Yeah, I know. You read tons of fiction. You have since you were a kid. That’s great! Kudos. But one of your writer friends doesn’t. The quiet one. So hear me out.
A work of fiction has an infinite number of complex things going on simultaneously. The elements are too many, too subtle, and too complex to take into your mind cognitively, analyze and master without reading stories.
To become fluent in a new language, you have to move in with people who speak it exclusively. You have to be very young, too, if you want to avoid having an accent. Many of the important subtleties of connotation and the body language of the vocal apparatus cannot be taught, they can only be absorbed.
That’s like learning to write fiction.
Parts of it are beyond cognitive discussion. They’re machine level language to the mind. “Implied memory,” some call it.
Honestly, reading fiction kicks my butt.
I recently finished, The Fault in Our Stars by John Green.
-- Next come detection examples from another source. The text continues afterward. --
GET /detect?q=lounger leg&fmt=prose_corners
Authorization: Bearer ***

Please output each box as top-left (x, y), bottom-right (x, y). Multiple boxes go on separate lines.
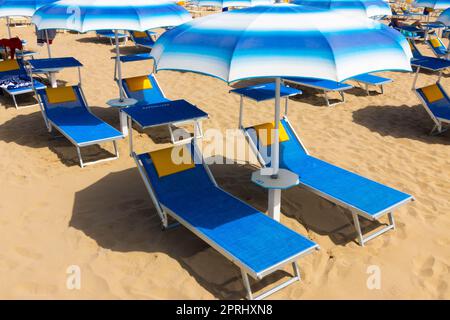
top-left (352, 213), bottom-right (364, 247)
top-left (76, 146), bottom-right (84, 168)
top-left (241, 269), bottom-right (253, 300)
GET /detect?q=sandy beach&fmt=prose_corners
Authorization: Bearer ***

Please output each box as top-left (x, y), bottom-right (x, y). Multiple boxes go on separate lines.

As slowly as I read, it took forever to finish Green’s touching work of art. Of course, I couldn’t put it down, so that meant I was reading instead of doing a bunch of other things I “should” have been doing.
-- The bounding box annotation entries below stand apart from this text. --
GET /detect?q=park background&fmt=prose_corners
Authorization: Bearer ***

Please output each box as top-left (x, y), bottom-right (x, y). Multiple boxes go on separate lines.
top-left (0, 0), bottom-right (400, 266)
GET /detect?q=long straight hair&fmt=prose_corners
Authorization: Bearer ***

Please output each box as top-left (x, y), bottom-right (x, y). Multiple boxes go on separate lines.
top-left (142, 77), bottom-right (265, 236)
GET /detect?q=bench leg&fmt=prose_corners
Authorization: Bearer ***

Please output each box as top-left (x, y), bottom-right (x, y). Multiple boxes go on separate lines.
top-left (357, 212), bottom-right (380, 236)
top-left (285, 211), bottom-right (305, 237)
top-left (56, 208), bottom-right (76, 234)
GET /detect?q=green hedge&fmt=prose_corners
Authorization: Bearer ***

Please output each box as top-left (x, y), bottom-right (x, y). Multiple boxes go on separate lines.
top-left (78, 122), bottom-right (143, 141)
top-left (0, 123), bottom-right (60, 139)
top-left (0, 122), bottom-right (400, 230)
So I felt a little guilty about that.
Plus, I cried my eyes out all over the place when I was reading it. Not just in one spot, but here, there and at the end. Huge sobs, I’m sorry! I was a basket case by the time I was done. But inspired. Perhaps a little discouraged, too, because Green is orders of magnitude better than I am as a storyteller and writer.
Basically, I was worthless after that powerful story. (You gotta read it!)
So for me, reading only the first chapters of books that I don’t own is a useful discipline. It keeps me from spending too many consecutive hours reading. It teaches me the unteachable subtleties of the most practical component of success: hooking the reader in the first ten pages. It improves my writing like nothing else on earth. And it spares me the painful tears that great stories wring out of me.
Give it a try, maybe. First chapters only.
I want to give my sister-in-law credit again for giving me this valuable learning technique. Thanks !!!